- Chinese: 丘力居

Standard Mandarin
- Hanyu Pinyin: Qiūlìjū

= Qiuliju =

2nd-century leader of the Wuhuan tribes

Qiuliju ( 180s–190s) was a leader of the Wuhuan tribes in Liaoxi Commandery (commandery capital in present-day Yi County, Liaodong) during the late Eastern Han dynasty of China. He had about 5,000 tribal clans under his rule.

==Life==
Around 187, the Han minister Zhang Wen recruited 3,000 Wuhuan elite cavalry from You Province to assist Han government forces in suppressing the Liang Province rebellion. Zhang Chun (張純), a former official serving in Zhongshan Princedom (中山國), requested to be appointed as the commander of the Wuhuan cavalry. Zhang Wen denied his request and put Gongsun Zan in charge of the cavalry instead. However, when the Wuhuan cavalry reached Ji (薊; around present-day Beijing), many of them deserted and went home due to lack of supplies. Zhang Chun felt disgruntled when his request was denied, so he secretly formed an alliance with Zhang Ju (張舉), a former administrator of Taishan Commandery, and the Wuhuan leader Qiuliju. The three of them combined forces to start a rebellion by attacking and plundering Ji. They also killed a colonel Gongqi Chou (公綦稠), Youbeiping Commandery's administrator Liu Zheng (劉政), Liaodong Commandery's administrator Yang Zhong (陽終), and others. Their forces numbered over 100,000 troops and were based in Feiru County (肥如縣; east of present-day Qian'an, Hebei).
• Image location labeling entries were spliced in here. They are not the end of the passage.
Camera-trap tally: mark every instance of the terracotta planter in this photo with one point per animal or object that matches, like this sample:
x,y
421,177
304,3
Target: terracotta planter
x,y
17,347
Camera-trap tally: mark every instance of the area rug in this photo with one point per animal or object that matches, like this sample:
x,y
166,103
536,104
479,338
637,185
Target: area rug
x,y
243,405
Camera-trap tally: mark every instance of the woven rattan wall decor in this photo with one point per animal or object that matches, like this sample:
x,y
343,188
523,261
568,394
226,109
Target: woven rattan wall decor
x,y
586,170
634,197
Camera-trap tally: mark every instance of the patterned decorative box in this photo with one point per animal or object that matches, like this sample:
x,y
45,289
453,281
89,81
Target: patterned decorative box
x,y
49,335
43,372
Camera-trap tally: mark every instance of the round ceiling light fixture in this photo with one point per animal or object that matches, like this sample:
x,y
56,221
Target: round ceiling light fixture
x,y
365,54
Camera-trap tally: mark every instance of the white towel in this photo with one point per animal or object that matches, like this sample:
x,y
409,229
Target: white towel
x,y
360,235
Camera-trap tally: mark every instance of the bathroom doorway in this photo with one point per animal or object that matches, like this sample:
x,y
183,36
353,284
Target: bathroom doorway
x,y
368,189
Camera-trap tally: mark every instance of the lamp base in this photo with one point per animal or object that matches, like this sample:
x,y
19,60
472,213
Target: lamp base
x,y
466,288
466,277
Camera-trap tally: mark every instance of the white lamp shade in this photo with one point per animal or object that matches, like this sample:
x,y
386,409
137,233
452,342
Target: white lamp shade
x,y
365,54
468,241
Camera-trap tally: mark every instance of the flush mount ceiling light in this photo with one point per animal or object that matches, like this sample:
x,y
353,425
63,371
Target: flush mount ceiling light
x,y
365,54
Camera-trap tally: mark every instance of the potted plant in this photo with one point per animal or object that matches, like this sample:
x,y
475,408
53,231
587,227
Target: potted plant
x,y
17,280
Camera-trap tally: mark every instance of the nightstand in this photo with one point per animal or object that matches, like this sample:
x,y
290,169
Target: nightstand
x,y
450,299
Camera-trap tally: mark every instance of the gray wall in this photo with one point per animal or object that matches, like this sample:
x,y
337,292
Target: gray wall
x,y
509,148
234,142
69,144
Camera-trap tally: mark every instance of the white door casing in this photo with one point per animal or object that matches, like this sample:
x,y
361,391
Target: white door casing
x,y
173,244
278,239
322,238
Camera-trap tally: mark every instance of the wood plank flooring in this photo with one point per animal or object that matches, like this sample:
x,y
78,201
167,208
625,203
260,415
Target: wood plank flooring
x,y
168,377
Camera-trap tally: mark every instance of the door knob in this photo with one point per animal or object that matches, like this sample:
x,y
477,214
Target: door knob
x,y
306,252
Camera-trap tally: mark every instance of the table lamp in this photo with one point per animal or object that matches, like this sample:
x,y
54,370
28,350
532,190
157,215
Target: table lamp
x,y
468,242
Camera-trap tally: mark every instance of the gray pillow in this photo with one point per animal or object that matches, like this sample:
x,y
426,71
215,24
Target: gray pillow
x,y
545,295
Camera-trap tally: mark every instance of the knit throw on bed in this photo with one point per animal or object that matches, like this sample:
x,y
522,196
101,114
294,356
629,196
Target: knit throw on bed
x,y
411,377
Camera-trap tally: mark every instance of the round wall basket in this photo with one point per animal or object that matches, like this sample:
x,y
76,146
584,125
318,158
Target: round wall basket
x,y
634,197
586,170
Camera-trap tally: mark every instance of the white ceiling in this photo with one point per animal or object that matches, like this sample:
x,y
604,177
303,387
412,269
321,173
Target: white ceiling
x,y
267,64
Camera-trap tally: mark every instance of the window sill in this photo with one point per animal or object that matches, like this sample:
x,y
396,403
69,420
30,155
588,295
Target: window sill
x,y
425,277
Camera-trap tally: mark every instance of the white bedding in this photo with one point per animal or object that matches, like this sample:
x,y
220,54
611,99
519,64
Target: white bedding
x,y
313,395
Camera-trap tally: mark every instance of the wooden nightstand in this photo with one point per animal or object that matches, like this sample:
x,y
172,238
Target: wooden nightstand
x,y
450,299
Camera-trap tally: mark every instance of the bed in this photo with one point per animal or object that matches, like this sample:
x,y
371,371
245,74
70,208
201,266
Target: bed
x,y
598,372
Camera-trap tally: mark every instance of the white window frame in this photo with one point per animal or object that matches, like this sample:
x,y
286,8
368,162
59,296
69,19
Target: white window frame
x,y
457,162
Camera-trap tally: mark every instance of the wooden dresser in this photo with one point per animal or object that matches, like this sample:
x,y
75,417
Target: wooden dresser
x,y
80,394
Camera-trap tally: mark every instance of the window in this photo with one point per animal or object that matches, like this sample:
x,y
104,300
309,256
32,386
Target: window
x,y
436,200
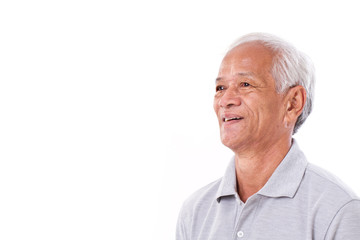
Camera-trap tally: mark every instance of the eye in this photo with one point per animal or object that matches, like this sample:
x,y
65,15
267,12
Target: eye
x,y
219,88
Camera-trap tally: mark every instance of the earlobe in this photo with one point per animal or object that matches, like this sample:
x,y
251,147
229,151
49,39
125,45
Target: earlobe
x,y
295,103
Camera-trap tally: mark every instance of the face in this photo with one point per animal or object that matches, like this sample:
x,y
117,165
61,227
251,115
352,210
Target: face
x,y
249,109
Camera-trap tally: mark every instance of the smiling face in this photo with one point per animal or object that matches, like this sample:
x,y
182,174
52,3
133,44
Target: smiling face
x,y
249,109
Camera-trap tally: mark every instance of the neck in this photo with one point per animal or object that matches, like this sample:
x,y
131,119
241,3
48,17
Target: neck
x,y
255,167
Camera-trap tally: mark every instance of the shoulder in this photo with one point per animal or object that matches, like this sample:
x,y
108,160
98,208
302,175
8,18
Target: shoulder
x,y
201,198
328,183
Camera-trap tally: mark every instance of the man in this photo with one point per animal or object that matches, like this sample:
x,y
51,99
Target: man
x,y
264,92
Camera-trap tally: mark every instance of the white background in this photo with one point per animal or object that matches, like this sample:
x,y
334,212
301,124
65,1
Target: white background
x,y
106,119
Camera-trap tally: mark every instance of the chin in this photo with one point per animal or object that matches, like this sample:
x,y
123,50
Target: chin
x,y
230,141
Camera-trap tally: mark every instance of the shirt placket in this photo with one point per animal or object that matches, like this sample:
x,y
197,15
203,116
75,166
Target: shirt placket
x,y
245,216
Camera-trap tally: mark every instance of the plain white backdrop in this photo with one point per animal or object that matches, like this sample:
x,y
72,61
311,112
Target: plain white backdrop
x,y
106,119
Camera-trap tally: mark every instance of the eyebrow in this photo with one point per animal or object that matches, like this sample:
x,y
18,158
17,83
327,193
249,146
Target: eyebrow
x,y
241,74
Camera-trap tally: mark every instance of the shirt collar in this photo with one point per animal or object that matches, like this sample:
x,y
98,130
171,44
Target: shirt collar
x,y
284,182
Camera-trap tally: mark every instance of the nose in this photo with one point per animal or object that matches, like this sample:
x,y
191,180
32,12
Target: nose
x,y
230,98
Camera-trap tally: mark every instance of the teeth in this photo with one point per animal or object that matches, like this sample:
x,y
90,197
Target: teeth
x,y
229,119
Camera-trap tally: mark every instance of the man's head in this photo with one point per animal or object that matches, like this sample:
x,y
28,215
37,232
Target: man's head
x,y
264,90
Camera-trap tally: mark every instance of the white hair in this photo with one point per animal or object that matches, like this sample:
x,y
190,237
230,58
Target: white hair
x,y
290,68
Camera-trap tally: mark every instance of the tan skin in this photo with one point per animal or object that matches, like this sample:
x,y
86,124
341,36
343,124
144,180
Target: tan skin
x,y
256,122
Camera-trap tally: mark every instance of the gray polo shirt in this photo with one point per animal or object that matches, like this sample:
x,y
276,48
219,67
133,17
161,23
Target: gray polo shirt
x,y
299,201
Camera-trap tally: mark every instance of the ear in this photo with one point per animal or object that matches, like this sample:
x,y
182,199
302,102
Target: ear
x,y
295,102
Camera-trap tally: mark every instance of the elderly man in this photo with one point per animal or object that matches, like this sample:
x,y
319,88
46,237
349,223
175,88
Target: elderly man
x,y
264,92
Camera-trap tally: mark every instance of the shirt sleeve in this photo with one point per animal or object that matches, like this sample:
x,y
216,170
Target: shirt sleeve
x,y
181,232
346,223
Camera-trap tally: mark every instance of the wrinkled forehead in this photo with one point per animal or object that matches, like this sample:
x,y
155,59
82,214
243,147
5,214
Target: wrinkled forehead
x,y
247,57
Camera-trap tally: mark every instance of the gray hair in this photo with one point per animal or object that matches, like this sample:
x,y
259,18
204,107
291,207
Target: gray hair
x,y
290,68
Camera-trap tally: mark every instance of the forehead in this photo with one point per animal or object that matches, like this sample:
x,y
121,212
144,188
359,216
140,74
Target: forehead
x,y
247,58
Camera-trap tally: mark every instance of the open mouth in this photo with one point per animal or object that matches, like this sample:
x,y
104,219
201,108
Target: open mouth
x,y
232,119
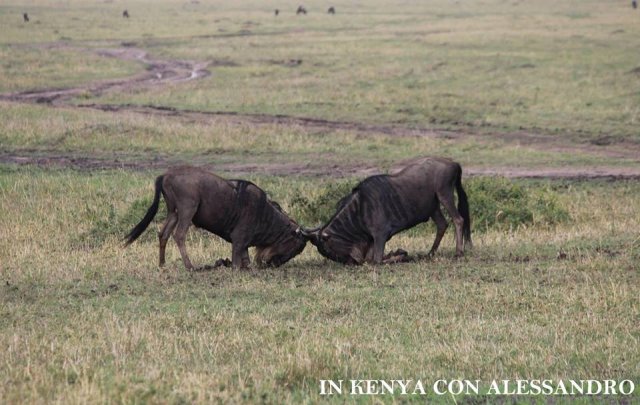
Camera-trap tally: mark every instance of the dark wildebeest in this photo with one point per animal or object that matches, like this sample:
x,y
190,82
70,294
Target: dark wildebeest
x,y
383,205
236,210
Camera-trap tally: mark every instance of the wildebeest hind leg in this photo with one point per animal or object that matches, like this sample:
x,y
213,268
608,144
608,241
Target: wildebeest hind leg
x,y
441,228
185,215
446,198
378,249
165,233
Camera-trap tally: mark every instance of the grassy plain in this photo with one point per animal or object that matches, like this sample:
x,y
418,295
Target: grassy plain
x,y
83,320
560,68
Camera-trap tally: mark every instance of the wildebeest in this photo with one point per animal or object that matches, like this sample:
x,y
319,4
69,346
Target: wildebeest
x,y
236,210
383,205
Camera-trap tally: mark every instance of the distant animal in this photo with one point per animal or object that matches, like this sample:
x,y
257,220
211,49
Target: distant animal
x,y
236,210
381,206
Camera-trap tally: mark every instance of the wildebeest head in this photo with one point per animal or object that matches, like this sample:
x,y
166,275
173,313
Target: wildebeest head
x,y
336,247
287,245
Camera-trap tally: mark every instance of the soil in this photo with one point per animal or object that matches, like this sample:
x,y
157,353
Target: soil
x,y
160,72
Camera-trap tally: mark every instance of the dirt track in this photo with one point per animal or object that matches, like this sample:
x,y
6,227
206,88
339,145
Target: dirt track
x,y
162,72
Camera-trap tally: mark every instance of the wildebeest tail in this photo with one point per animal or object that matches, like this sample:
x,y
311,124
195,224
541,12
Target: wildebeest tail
x,y
148,217
463,209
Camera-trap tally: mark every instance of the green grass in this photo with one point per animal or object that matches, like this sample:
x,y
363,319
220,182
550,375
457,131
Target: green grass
x,y
101,323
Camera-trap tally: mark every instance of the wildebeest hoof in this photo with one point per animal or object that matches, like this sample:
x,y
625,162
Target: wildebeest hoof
x,y
397,256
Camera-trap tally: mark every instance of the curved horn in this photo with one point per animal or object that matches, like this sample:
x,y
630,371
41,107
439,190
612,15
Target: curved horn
x,y
310,234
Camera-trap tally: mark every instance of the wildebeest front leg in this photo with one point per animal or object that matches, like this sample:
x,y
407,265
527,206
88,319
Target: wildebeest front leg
x,y
441,228
185,215
446,198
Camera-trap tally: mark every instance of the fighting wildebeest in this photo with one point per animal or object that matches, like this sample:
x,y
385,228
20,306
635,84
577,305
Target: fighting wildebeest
x,y
383,205
236,210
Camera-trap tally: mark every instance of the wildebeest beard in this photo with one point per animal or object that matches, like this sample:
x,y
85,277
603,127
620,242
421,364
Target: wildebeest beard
x,y
275,238
345,238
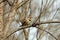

Zhang Ju declared himself emperor to challenge the reigning Han emperor, Emperor Ling, for the Mandate of Heaven.

Zhang Chun and his rebel forces raided and plundered several Han territories in Qing, Xu, You and Ji provinces, killing thousands of Han officials and civilians. Towards the end of Emperor Ling's reign, when Liu Yu took office as the Governor of You Province, he recruited the tribal peoples in northeast China to assist him in suppressing the rebellion. Liu Yu was successful; Zhang Chun was killed and peace was restored in the region.

When Qiuliju died, his son Louban (樓班) was still young, so he was succeeded by a younger relative, Tadun, as the new leader of the Wuhuan tribes.